Non è stata una passeggiata di salute, e Max Allegri lo dice chiaramente senza troppi fronzoli nell’immediato post-partita ai microfoni della tv. L’avvio di campionato, come da tradizione ad agosto, porta con sé tossine, carichi di lavoro ancora da smaltire e quella dose di curiosità mista a inevitabile ruggine.
Per mezz’ora buona il Genoa di De Rossi ha spinto sul pedale dell’acceleratore, mettendo a dura prova le uscite palla al piede degli azzurri, colpevoli di qualche errore tecnico di troppo in fase di impostazione.
L’asso nella manica e la legge del campione
A spaccare l’equilibrio ci ha pensato chi, di mestiere, disegna traiettorie dove gli altri vedono solo un muro di maglie avversarie: Kevin De Bruyne. La giocata del fuoriclasse belga ha fatto spianare la strada al Napoli e sciogliere i muscoli dei compagni.
Allegri ne elogia la classe cristallina, definendolo un giocatore di un’altra categoria, capace di inventare dal nulla colpi decisivi.
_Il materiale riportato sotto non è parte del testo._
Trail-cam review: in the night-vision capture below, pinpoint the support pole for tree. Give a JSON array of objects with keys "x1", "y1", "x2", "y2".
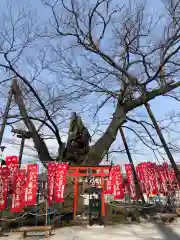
[
  {"x1": 119, "y1": 126, "x2": 145, "y2": 203},
  {"x1": 144, "y1": 102, "x2": 180, "y2": 182},
  {"x1": 0, "y1": 89, "x2": 12, "y2": 223},
  {"x1": 0, "y1": 89, "x2": 13, "y2": 145},
  {"x1": 45, "y1": 198, "x2": 48, "y2": 226}
]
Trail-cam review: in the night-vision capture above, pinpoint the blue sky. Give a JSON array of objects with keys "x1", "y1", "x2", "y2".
[{"x1": 0, "y1": 0, "x2": 179, "y2": 168}]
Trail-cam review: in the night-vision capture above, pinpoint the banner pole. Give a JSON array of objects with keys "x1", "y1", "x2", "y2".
[{"x1": 45, "y1": 198, "x2": 48, "y2": 226}]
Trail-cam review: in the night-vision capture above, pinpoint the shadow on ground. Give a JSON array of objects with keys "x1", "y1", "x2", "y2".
[{"x1": 155, "y1": 222, "x2": 180, "y2": 240}]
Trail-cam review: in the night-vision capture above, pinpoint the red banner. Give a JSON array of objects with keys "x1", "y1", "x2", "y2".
[
  {"x1": 168, "y1": 168, "x2": 178, "y2": 190},
  {"x1": 6, "y1": 156, "x2": 19, "y2": 192},
  {"x1": 25, "y1": 164, "x2": 38, "y2": 206},
  {"x1": 105, "y1": 166, "x2": 115, "y2": 194},
  {"x1": 162, "y1": 163, "x2": 169, "y2": 182},
  {"x1": 48, "y1": 162, "x2": 57, "y2": 205},
  {"x1": 0, "y1": 167, "x2": 9, "y2": 211},
  {"x1": 157, "y1": 165, "x2": 168, "y2": 194},
  {"x1": 11, "y1": 169, "x2": 26, "y2": 212},
  {"x1": 162, "y1": 163, "x2": 179, "y2": 191},
  {"x1": 54, "y1": 163, "x2": 68, "y2": 202},
  {"x1": 136, "y1": 164, "x2": 145, "y2": 193},
  {"x1": 113, "y1": 165, "x2": 124, "y2": 199},
  {"x1": 147, "y1": 162, "x2": 158, "y2": 195},
  {"x1": 123, "y1": 180, "x2": 130, "y2": 196},
  {"x1": 125, "y1": 164, "x2": 137, "y2": 200},
  {"x1": 140, "y1": 162, "x2": 151, "y2": 196}
]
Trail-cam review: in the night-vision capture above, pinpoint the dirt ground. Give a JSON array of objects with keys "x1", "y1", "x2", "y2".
[{"x1": 2, "y1": 220, "x2": 180, "y2": 240}]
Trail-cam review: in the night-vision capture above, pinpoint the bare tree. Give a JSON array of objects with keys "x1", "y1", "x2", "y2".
[
  {"x1": 0, "y1": 0, "x2": 179, "y2": 174},
  {"x1": 39, "y1": 0, "x2": 179, "y2": 161}
]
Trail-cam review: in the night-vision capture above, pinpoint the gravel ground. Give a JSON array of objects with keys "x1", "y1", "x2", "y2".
[{"x1": 2, "y1": 221, "x2": 180, "y2": 240}]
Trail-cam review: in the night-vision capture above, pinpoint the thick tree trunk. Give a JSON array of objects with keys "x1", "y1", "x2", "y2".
[
  {"x1": 145, "y1": 102, "x2": 180, "y2": 183},
  {"x1": 12, "y1": 78, "x2": 53, "y2": 166},
  {"x1": 82, "y1": 105, "x2": 126, "y2": 165},
  {"x1": 119, "y1": 126, "x2": 145, "y2": 203}
]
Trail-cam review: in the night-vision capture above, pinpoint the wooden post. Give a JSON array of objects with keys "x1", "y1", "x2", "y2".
[
  {"x1": 119, "y1": 127, "x2": 145, "y2": 203},
  {"x1": 0, "y1": 146, "x2": 6, "y2": 230},
  {"x1": 12, "y1": 129, "x2": 31, "y2": 168},
  {"x1": 73, "y1": 168, "x2": 78, "y2": 220},
  {"x1": 45, "y1": 198, "x2": 48, "y2": 226},
  {"x1": 0, "y1": 90, "x2": 13, "y2": 145},
  {"x1": 145, "y1": 102, "x2": 180, "y2": 182},
  {"x1": 100, "y1": 168, "x2": 105, "y2": 218}
]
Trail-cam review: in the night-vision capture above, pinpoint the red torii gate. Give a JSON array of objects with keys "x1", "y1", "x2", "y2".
[{"x1": 67, "y1": 165, "x2": 111, "y2": 219}]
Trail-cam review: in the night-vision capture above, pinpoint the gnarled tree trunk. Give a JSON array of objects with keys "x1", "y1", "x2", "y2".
[{"x1": 12, "y1": 78, "x2": 53, "y2": 165}]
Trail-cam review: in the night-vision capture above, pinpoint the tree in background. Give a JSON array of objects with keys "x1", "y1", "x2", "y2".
[{"x1": 0, "y1": 0, "x2": 179, "y2": 172}]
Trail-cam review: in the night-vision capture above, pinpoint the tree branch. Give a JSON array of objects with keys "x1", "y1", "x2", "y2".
[
  {"x1": 125, "y1": 81, "x2": 180, "y2": 111},
  {"x1": 11, "y1": 77, "x2": 53, "y2": 166},
  {"x1": 0, "y1": 63, "x2": 63, "y2": 148}
]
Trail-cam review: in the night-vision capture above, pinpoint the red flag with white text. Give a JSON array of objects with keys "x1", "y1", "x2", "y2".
[
  {"x1": 11, "y1": 169, "x2": 26, "y2": 212},
  {"x1": 105, "y1": 166, "x2": 116, "y2": 194},
  {"x1": 6, "y1": 156, "x2": 19, "y2": 192},
  {"x1": 125, "y1": 164, "x2": 137, "y2": 200},
  {"x1": 48, "y1": 162, "x2": 57, "y2": 205},
  {"x1": 25, "y1": 164, "x2": 38, "y2": 206},
  {"x1": 54, "y1": 163, "x2": 68, "y2": 202},
  {"x1": 147, "y1": 162, "x2": 158, "y2": 195},
  {"x1": 0, "y1": 167, "x2": 9, "y2": 211},
  {"x1": 140, "y1": 162, "x2": 150, "y2": 196},
  {"x1": 162, "y1": 162, "x2": 173, "y2": 191},
  {"x1": 136, "y1": 164, "x2": 145, "y2": 193},
  {"x1": 113, "y1": 165, "x2": 124, "y2": 199},
  {"x1": 167, "y1": 167, "x2": 179, "y2": 191},
  {"x1": 157, "y1": 165, "x2": 168, "y2": 194},
  {"x1": 123, "y1": 179, "x2": 130, "y2": 196},
  {"x1": 162, "y1": 163, "x2": 169, "y2": 182}
]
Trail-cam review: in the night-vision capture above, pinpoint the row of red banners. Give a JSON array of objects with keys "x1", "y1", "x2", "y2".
[
  {"x1": 0, "y1": 156, "x2": 69, "y2": 212},
  {"x1": 0, "y1": 157, "x2": 179, "y2": 211},
  {"x1": 0, "y1": 156, "x2": 39, "y2": 212},
  {"x1": 105, "y1": 162, "x2": 179, "y2": 200}
]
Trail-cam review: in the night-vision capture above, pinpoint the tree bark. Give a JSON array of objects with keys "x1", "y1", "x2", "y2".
[
  {"x1": 82, "y1": 105, "x2": 126, "y2": 165},
  {"x1": 12, "y1": 78, "x2": 53, "y2": 166},
  {"x1": 19, "y1": 137, "x2": 25, "y2": 168},
  {"x1": 144, "y1": 102, "x2": 180, "y2": 183},
  {"x1": 125, "y1": 82, "x2": 180, "y2": 112}
]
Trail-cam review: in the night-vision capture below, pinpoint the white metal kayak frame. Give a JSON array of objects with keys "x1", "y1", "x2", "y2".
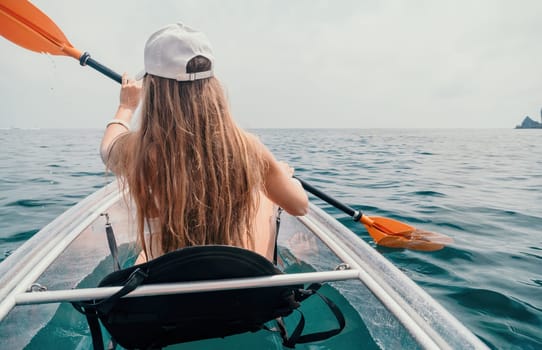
[
  {"x1": 14, "y1": 270, "x2": 360, "y2": 305},
  {"x1": 0, "y1": 182, "x2": 489, "y2": 350}
]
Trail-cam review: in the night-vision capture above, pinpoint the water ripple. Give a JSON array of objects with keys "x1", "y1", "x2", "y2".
[
  {"x1": 6, "y1": 199, "x2": 57, "y2": 207},
  {"x1": 409, "y1": 190, "x2": 447, "y2": 197},
  {"x1": 0, "y1": 229, "x2": 39, "y2": 243}
]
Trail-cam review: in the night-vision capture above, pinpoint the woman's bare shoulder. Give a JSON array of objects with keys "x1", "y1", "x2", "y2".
[
  {"x1": 242, "y1": 131, "x2": 262, "y2": 146},
  {"x1": 101, "y1": 132, "x2": 133, "y2": 172}
]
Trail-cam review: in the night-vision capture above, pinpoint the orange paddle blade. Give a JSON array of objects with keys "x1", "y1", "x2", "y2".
[
  {"x1": 361, "y1": 216, "x2": 454, "y2": 251},
  {"x1": 0, "y1": 0, "x2": 81, "y2": 59}
]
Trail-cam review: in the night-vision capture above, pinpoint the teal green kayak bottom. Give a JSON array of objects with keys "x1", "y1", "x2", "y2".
[{"x1": 24, "y1": 246, "x2": 379, "y2": 350}]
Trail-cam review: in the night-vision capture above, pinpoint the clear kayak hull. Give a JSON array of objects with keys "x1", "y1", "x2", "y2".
[{"x1": 0, "y1": 182, "x2": 488, "y2": 349}]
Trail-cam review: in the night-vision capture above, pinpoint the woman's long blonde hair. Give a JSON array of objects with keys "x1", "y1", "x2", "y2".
[{"x1": 113, "y1": 57, "x2": 266, "y2": 260}]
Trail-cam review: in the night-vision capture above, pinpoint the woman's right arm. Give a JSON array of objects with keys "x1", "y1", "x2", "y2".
[{"x1": 260, "y1": 144, "x2": 309, "y2": 216}]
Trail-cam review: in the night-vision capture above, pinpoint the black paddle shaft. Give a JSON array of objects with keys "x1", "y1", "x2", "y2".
[
  {"x1": 79, "y1": 52, "x2": 122, "y2": 84},
  {"x1": 294, "y1": 177, "x2": 362, "y2": 221}
]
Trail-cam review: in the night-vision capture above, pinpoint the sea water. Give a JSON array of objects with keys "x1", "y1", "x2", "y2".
[{"x1": 0, "y1": 128, "x2": 540, "y2": 349}]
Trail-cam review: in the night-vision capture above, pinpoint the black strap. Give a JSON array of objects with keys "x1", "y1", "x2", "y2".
[
  {"x1": 294, "y1": 292, "x2": 345, "y2": 344},
  {"x1": 72, "y1": 268, "x2": 148, "y2": 350},
  {"x1": 273, "y1": 208, "x2": 283, "y2": 265},
  {"x1": 282, "y1": 310, "x2": 306, "y2": 348},
  {"x1": 105, "y1": 222, "x2": 121, "y2": 271},
  {"x1": 85, "y1": 311, "x2": 105, "y2": 350},
  {"x1": 296, "y1": 283, "x2": 322, "y2": 302},
  {"x1": 97, "y1": 268, "x2": 148, "y2": 314},
  {"x1": 282, "y1": 284, "x2": 346, "y2": 348}
]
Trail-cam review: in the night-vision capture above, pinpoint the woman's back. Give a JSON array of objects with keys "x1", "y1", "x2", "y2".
[{"x1": 100, "y1": 23, "x2": 308, "y2": 263}]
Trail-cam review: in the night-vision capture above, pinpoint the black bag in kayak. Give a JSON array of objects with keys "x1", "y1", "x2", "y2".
[{"x1": 72, "y1": 245, "x2": 345, "y2": 350}]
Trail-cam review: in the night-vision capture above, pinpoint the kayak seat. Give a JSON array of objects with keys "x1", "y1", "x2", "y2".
[{"x1": 72, "y1": 245, "x2": 345, "y2": 350}]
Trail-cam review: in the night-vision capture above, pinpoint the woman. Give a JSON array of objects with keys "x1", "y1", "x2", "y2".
[{"x1": 100, "y1": 23, "x2": 308, "y2": 264}]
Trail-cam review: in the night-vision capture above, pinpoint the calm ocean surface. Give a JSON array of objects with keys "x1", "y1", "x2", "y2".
[{"x1": 0, "y1": 128, "x2": 540, "y2": 349}]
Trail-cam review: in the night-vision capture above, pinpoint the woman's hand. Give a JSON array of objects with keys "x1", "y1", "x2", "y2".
[
  {"x1": 279, "y1": 161, "x2": 305, "y2": 190},
  {"x1": 119, "y1": 73, "x2": 142, "y2": 111},
  {"x1": 278, "y1": 161, "x2": 294, "y2": 177}
]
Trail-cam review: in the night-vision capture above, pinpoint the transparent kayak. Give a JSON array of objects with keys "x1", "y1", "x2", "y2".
[{"x1": 0, "y1": 182, "x2": 488, "y2": 349}]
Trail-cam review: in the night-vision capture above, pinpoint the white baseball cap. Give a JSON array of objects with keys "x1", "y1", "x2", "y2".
[{"x1": 136, "y1": 23, "x2": 214, "y2": 81}]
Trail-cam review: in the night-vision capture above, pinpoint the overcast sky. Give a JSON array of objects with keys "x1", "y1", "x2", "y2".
[{"x1": 1, "y1": 0, "x2": 541, "y2": 129}]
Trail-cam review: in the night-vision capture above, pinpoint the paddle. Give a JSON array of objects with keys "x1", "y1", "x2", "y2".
[
  {"x1": 295, "y1": 177, "x2": 453, "y2": 251},
  {"x1": 0, "y1": 0, "x2": 121, "y2": 83}
]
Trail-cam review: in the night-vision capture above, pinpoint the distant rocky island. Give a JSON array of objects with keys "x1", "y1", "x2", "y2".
[{"x1": 516, "y1": 109, "x2": 542, "y2": 129}]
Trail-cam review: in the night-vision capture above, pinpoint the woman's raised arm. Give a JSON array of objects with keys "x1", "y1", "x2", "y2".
[{"x1": 100, "y1": 74, "x2": 141, "y2": 167}]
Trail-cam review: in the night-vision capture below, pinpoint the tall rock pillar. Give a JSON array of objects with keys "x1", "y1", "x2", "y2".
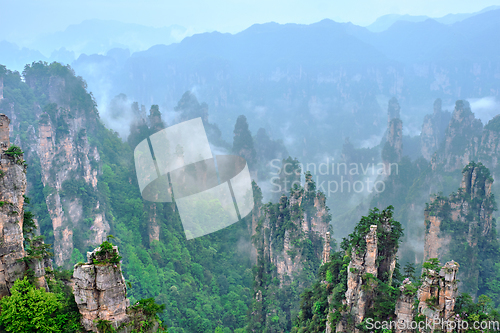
[{"x1": 0, "y1": 114, "x2": 27, "y2": 298}]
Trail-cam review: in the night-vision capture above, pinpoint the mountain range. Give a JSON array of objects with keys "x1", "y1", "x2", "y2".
[{"x1": 365, "y1": 5, "x2": 500, "y2": 32}]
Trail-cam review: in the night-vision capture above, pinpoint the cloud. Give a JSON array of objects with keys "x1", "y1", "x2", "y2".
[
  {"x1": 359, "y1": 134, "x2": 384, "y2": 149},
  {"x1": 467, "y1": 96, "x2": 500, "y2": 125},
  {"x1": 99, "y1": 93, "x2": 134, "y2": 139}
]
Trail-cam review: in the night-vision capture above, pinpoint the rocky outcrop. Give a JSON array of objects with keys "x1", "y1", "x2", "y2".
[
  {"x1": 73, "y1": 244, "x2": 161, "y2": 333},
  {"x1": 233, "y1": 115, "x2": 257, "y2": 170},
  {"x1": 417, "y1": 261, "x2": 459, "y2": 332},
  {"x1": 431, "y1": 100, "x2": 482, "y2": 172},
  {"x1": 36, "y1": 106, "x2": 107, "y2": 267},
  {"x1": 256, "y1": 174, "x2": 331, "y2": 283},
  {"x1": 387, "y1": 97, "x2": 401, "y2": 124},
  {"x1": 27, "y1": 236, "x2": 53, "y2": 291},
  {"x1": 420, "y1": 99, "x2": 452, "y2": 161},
  {"x1": 333, "y1": 207, "x2": 402, "y2": 333},
  {"x1": 394, "y1": 279, "x2": 415, "y2": 333},
  {"x1": 424, "y1": 162, "x2": 496, "y2": 297},
  {"x1": 342, "y1": 225, "x2": 379, "y2": 331},
  {"x1": 478, "y1": 115, "x2": 500, "y2": 170},
  {"x1": 392, "y1": 260, "x2": 459, "y2": 333},
  {"x1": 249, "y1": 176, "x2": 331, "y2": 332},
  {"x1": 322, "y1": 231, "x2": 331, "y2": 264},
  {"x1": 250, "y1": 181, "x2": 262, "y2": 263},
  {"x1": 0, "y1": 114, "x2": 9, "y2": 149},
  {"x1": 338, "y1": 221, "x2": 398, "y2": 333},
  {"x1": 382, "y1": 98, "x2": 403, "y2": 170},
  {"x1": 0, "y1": 114, "x2": 27, "y2": 297},
  {"x1": 19, "y1": 68, "x2": 111, "y2": 268},
  {"x1": 129, "y1": 105, "x2": 165, "y2": 246},
  {"x1": 73, "y1": 245, "x2": 130, "y2": 332}
]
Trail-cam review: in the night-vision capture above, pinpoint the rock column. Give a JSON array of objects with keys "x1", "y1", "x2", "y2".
[{"x1": 0, "y1": 114, "x2": 27, "y2": 298}]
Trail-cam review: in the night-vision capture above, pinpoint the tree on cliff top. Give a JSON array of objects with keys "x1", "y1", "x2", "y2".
[{"x1": 294, "y1": 206, "x2": 404, "y2": 332}]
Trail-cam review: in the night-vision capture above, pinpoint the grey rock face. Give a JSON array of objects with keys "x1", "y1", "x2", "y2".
[
  {"x1": 424, "y1": 163, "x2": 494, "y2": 298},
  {"x1": 0, "y1": 114, "x2": 27, "y2": 298},
  {"x1": 73, "y1": 246, "x2": 129, "y2": 332},
  {"x1": 420, "y1": 98, "x2": 451, "y2": 161},
  {"x1": 417, "y1": 261, "x2": 459, "y2": 332}
]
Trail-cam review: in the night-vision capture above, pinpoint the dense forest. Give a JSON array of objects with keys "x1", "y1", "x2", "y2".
[{"x1": 0, "y1": 58, "x2": 500, "y2": 333}]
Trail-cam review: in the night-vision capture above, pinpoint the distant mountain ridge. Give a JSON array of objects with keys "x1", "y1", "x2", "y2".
[
  {"x1": 0, "y1": 19, "x2": 189, "y2": 72},
  {"x1": 65, "y1": 8, "x2": 500, "y2": 153},
  {"x1": 1, "y1": 7, "x2": 499, "y2": 167},
  {"x1": 365, "y1": 5, "x2": 500, "y2": 32},
  {"x1": 0, "y1": 6, "x2": 500, "y2": 71},
  {"x1": 31, "y1": 19, "x2": 188, "y2": 56}
]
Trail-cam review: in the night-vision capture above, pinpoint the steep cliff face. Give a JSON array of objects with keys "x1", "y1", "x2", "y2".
[
  {"x1": 293, "y1": 206, "x2": 464, "y2": 333},
  {"x1": 73, "y1": 244, "x2": 161, "y2": 333},
  {"x1": 478, "y1": 115, "x2": 500, "y2": 171},
  {"x1": 233, "y1": 115, "x2": 257, "y2": 172},
  {"x1": 342, "y1": 225, "x2": 380, "y2": 330},
  {"x1": 424, "y1": 162, "x2": 498, "y2": 297},
  {"x1": 431, "y1": 101, "x2": 483, "y2": 172},
  {"x1": 0, "y1": 114, "x2": 27, "y2": 297},
  {"x1": 128, "y1": 104, "x2": 166, "y2": 245},
  {"x1": 73, "y1": 245, "x2": 130, "y2": 331},
  {"x1": 382, "y1": 98, "x2": 403, "y2": 169},
  {"x1": 19, "y1": 64, "x2": 109, "y2": 268},
  {"x1": 36, "y1": 108, "x2": 106, "y2": 267},
  {"x1": 392, "y1": 260, "x2": 459, "y2": 333},
  {"x1": 336, "y1": 208, "x2": 401, "y2": 333},
  {"x1": 387, "y1": 97, "x2": 401, "y2": 124},
  {"x1": 147, "y1": 106, "x2": 166, "y2": 244},
  {"x1": 426, "y1": 103, "x2": 500, "y2": 200},
  {"x1": 417, "y1": 261, "x2": 459, "y2": 331},
  {"x1": 249, "y1": 182, "x2": 263, "y2": 263},
  {"x1": 257, "y1": 174, "x2": 331, "y2": 283},
  {"x1": 420, "y1": 99, "x2": 452, "y2": 161},
  {"x1": 394, "y1": 279, "x2": 414, "y2": 333},
  {"x1": 249, "y1": 175, "x2": 332, "y2": 332}
]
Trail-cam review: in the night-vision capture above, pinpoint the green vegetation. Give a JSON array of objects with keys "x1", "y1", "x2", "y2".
[
  {"x1": 95, "y1": 319, "x2": 115, "y2": 333},
  {"x1": 0, "y1": 277, "x2": 81, "y2": 333},
  {"x1": 292, "y1": 252, "x2": 349, "y2": 332},
  {"x1": 124, "y1": 298, "x2": 167, "y2": 332},
  {"x1": 3, "y1": 145, "x2": 26, "y2": 166},
  {"x1": 247, "y1": 175, "x2": 332, "y2": 333},
  {"x1": 4, "y1": 145, "x2": 23, "y2": 157},
  {"x1": 0, "y1": 195, "x2": 84, "y2": 332},
  {"x1": 425, "y1": 162, "x2": 500, "y2": 301},
  {"x1": 292, "y1": 206, "x2": 403, "y2": 333},
  {"x1": 1, "y1": 61, "x2": 499, "y2": 333},
  {"x1": 403, "y1": 262, "x2": 416, "y2": 281},
  {"x1": 484, "y1": 115, "x2": 500, "y2": 132},
  {"x1": 454, "y1": 294, "x2": 500, "y2": 332},
  {"x1": 0, "y1": 62, "x2": 257, "y2": 332},
  {"x1": 93, "y1": 239, "x2": 122, "y2": 265}
]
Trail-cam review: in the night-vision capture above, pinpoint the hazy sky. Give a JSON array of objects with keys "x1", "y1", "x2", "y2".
[{"x1": 1, "y1": 0, "x2": 500, "y2": 42}]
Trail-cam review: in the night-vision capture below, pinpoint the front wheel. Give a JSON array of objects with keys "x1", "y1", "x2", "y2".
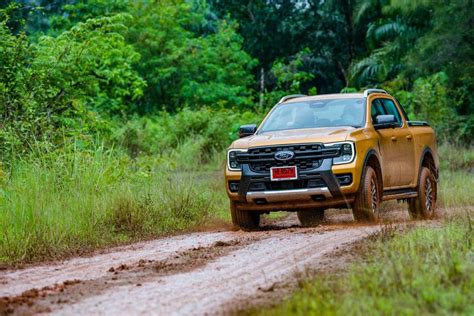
[
  {"x1": 408, "y1": 167, "x2": 437, "y2": 219},
  {"x1": 230, "y1": 201, "x2": 260, "y2": 231},
  {"x1": 352, "y1": 166, "x2": 380, "y2": 222},
  {"x1": 297, "y1": 209, "x2": 325, "y2": 227}
]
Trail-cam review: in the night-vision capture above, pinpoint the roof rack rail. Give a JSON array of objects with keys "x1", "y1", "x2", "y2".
[
  {"x1": 278, "y1": 94, "x2": 307, "y2": 103},
  {"x1": 363, "y1": 89, "x2": 387, "y2": 97}
]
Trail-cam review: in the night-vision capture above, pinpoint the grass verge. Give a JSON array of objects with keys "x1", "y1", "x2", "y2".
[
  {"x1": 256, "y1": 210, "x2": 474, "y2": 315},
  {"x1": 0, "y1": 147, "x2": 229, "y2": 266}
]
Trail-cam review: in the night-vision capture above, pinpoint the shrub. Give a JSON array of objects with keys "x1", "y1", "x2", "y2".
[
  {"x1": 0, "y1": 14, "x2": 144, "y2": 160},
  {"x1": 111, "y1": 107, "x2": 264, "y2": 164}
]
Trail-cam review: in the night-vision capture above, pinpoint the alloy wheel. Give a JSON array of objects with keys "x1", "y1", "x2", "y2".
[
  {"x1": 425, "y1": 177, "x2": 434, "y2": 213},
  {"x1": 370, "y1": 177, "x2": 378, "y2": 212}
]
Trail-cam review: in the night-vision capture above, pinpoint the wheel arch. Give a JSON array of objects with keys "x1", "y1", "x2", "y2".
[
  {"x1": 361, "y1": 149, "x2": 383, "y2": 198},
  {"x1": 418, "y1": 147, "x2": 439, "y2": 186}
]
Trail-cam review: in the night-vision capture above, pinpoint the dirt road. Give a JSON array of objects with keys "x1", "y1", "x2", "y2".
[{"x1": 0, "y1": 210, "x2": 410, "y2": 315}]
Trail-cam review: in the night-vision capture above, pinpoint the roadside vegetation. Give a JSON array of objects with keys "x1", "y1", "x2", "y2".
[
  {"x1": 0, "y1": 0, "x2": 473, "y2": 268},
  {"x1": 258, "y1": 212, "x2": 474, "y2": 315},
  {"x1": 0, "y1": 146, "x2": 229, "y2": 264},
  {"x1": 1, "y1": 143, "x2": 472, "y2": 265}
]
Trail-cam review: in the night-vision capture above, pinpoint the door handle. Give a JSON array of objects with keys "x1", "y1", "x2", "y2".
[
  {"x1": 406, "y1": 135, "x2": 413, "y2": 140},
  {"x1": 391, "y1": 136, "x2": 397, "y2": 141}
]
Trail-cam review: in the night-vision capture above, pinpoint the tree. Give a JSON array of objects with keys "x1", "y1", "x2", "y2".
[
  {"x1": 0, "y1": 13, "x2": 145, "y2": 157},
  {"x1": 125, "y1": 0, "x2": 256, "y2": 112}
]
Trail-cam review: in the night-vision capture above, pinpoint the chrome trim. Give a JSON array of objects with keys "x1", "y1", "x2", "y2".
[{"x1": 246, "y1": 187, "x2": 332, "y2": 203}]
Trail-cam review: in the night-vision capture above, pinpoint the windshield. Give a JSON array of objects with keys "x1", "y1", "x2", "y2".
[{"x1": 259, "y1": 98, "x2": 365, "y2": 133}]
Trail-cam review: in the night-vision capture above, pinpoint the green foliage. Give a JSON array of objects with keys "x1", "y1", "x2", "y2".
[
  {"x1": 127, "y1": 0, "x2": 256, "y2": 111},
  {"x1": 0, "y1": 13, "x2": 144, "y2": 159},
  {"x1": 261, "y1": 50, "x2": 316, "y2": 107},
  {"x1": 403, "y1": 0, "x2": 474, "y2": 123},
  {"x1": 112, "y1": 107, "x2": 264, "y2": 164},
  {"x1": 2, "y1": 0, "x2": 472, "y2": 151},
  {"x1": 347, "y1": 0, "x2": 473, "y2": 141},
  {"x1": 387, "y1": 72, "x2": 471, "y2": 142},
  {"x1": 34, "y1": 14, "x2": 145, "y2": 114}
]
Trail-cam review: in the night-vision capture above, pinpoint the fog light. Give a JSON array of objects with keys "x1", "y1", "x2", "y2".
[
  {"x1": 229, "y1": 181, "x2": 240, "y2": 192},
  {"x1": 336, "y1": 174, "x2": 353, "y2": 186}
]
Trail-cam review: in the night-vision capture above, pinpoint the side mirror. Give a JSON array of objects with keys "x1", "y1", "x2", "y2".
[
  {"x1": 374, "y1": 115, "x2": 397, "y2": 129},
  {"x1": 239, "y1": 124, "x2": 257, "y2": 138}
]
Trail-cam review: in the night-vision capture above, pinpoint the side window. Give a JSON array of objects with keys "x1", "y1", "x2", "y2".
[
  {"x1": 381, "y1": 99, "x2": 403, "y2": 127},
  {"x1": 370, "y1": 99, "x2": 386, "y2": 122}
]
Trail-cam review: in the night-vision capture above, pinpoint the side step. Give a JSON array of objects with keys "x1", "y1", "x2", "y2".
[{"x1": 382, "y1": 189, "x2": 418, "y2": 201}]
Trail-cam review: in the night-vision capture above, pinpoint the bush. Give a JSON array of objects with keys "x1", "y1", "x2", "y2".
[
  {"x1": 111, "y1": 107, "x2": 264, "y2": 165},
  {"x1": 0, "y1": 14, "x2": 144, "y2": 161}
]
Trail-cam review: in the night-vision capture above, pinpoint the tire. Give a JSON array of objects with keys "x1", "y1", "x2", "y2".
[
  {"x1": 297, "y1": 209, "x2": 325, "y2": 227},
  {"x1": 352, "y1": 166, "x2": 380, "y2": 222},
  {"x1": 408, "y1": 167, "x2": 437, "y2": 220},
  {"x1": 230, "y1": 201, "x2": 260, "y2": 230}
]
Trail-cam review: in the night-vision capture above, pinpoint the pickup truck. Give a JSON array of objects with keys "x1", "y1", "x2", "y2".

Una perla in un match ordinato ma non ancora fluido, dove la squadra ha dovuto fare le cose con calma, gestendo i ritmi invece di cercare la giocata affrettata.
Sostituzioni, condizione e testa alla Champions
Tra una battuta velata sul contatto polemizzato dalla panchina genovese — liquido con il classico stile ironico — e un’analisi schietta sul momento della squadra, il mister azzurro traccia la rotta. Con un mese e mezzo di lavoro alle spalle, la conoscenza della rosa è ancora un cantiere aperto e la brillantezza fisica arriverà solo tra un paio di settimane, giusto in tempo per l’inizio dei gironi europei. Per ora bastano l’ordine, la solidità difensiva e tre punti d’oro presi al debutto per iniziare la corsa col piede giusto.